Story by: Samantha Boatman
MONROE, La. (KNOE 8 News)--The trial of two Monroe City Councilmen continued Monday with questions by the prosecution and defense attorneys.
Robert "Red" Stevens and Arthur Gilmore were indicted last summer on charges of public bribery and extortion.
The trial continued today with the prosecution's key witness, Eddie Hakim. Hakim had been working with the FBI in the case against Stevens and Gilmore since 2007. On Friday, tape recordings and video recordings between Hakim, Stevens and Gilmore were played for the jury.

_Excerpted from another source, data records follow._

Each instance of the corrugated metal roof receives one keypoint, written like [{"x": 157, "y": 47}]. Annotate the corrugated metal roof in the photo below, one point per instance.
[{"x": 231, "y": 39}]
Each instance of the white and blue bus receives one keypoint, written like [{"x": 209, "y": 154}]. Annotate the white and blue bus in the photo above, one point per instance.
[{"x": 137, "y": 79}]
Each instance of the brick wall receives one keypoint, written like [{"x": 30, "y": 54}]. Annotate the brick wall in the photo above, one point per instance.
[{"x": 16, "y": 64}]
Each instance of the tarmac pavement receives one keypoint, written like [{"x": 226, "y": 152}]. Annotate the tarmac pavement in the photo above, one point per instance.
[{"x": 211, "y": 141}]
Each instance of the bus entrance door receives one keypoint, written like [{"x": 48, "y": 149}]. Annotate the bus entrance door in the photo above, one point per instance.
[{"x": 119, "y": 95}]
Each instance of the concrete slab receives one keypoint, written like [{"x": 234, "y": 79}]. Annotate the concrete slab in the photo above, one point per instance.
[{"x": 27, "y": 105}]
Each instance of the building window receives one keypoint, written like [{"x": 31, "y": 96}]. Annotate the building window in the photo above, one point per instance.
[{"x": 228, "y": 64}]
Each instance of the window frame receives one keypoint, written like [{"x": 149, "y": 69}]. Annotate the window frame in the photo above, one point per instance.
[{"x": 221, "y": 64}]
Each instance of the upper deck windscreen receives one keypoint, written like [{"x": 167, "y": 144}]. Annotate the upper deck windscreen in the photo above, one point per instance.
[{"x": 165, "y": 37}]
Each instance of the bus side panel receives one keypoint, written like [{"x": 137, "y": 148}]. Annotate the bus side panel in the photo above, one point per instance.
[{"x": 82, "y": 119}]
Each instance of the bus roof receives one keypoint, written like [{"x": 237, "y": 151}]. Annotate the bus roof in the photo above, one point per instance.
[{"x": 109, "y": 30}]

On Monday, the prosecution finished their questioning of Hakim. Hakim told the jury that Gilmore called him asking for about 200 dollars to help pay a constituent's electric bill. The tape recording of this conversation played for the jury.
Hakim told jurors he had helped Gilmore many times with money for constituents.
A voicemail to Hakim left by Stevens played for the jury. Stevens called Hakim asking about a donation he could make in regards to turkeys for the community.
Their later conversation recorded by the FBI, says that Eddie Hakim thanked Stevens for helping with the zoning of the Tower Armand project. The land was re-zoned from open land, to residential and commercial use.
A few days later, the two met for lunch at the Brandy House, where Hakim allegedly gave Steven's an envelope containing a thousand dollars, and called it his "Christmas bonus."
Hakim then told the jury the last secret recording between the three men occurred on December 18, 2009.
Once the prosecution was finished with their questions, it was time for Robert Red Steven's attorney, Carey Underwood to question Hakim.
Hakim told the jury that in late 2006 and 2007, he would give money to Jim Maroney, an engineer to his company, to give to the councilmen and Mayor Mayo. When Maroney died, Hakim says he started giving the money out himself.
He says at that point, he didn't mind helping out because he knew his contributions were not being used in exchange for votes.
Hakim told the jury prior to him contacting Louisiana State Police, he never thought the contributions were in exchange for votes.
Hakim also told the jury Monday, he believes he never broke the law, and he chose to do the right thing by going to police.
Hakim talked about five cash payments he made to Stevens: $1,000 to Steven's re-election, $500 for Steven's trip to D.C., $800 for Christmas Turkeys, $3,000 for his daughter's hospital bills, and $1,000 for a Christmas bonus.
Hakim says he doesn't mind making payments to those in need, but says nothing should be expected in return.
Underwood, Steven's attorney, then questioned Hakim about previous donations he's made to different organizations. Hakim told the jury he has given at least $100,000 donation to The University of Louisiana Monroe, and $125,000 to his church. Hakim also says he's donated money to the Monroe Police Department, the Sheriff's Department, and the ULM Police Department.
Hakim told the jury he hasn't made a large amount of political contributions.
Underwood then questioned Hakim about Hakim's contributions to Sheriff Royce Toney. Hakim says he has put about $45,000 worth of renovations into this Toney's work office. He says Toney's desk is also currently on loan from Hakim's company.
Under one of Hakim's real estate companies, he says he sold the Sheriff's Office land for $188,000, which was originally appraised at $600,000.
Hakim told the jury he considers Sheriff Toney a friend.
Underwood then brought evidence into the courtroom, from a letter to the editor written by Hakim. Hakim wrote that he gave to people, and never expected anything in return.
Hakim then told the court room under oath, that people have to pay off Monroe Mayor Jamie Mayo to get favors. Hakim says he knows people who have paid off Mayo in return for favors, but admitted he had never done it.
The defense continued to ask questions, counteracting the prosecution's case against the two councilmen. The defense questions of Hakim will continue Tuesday.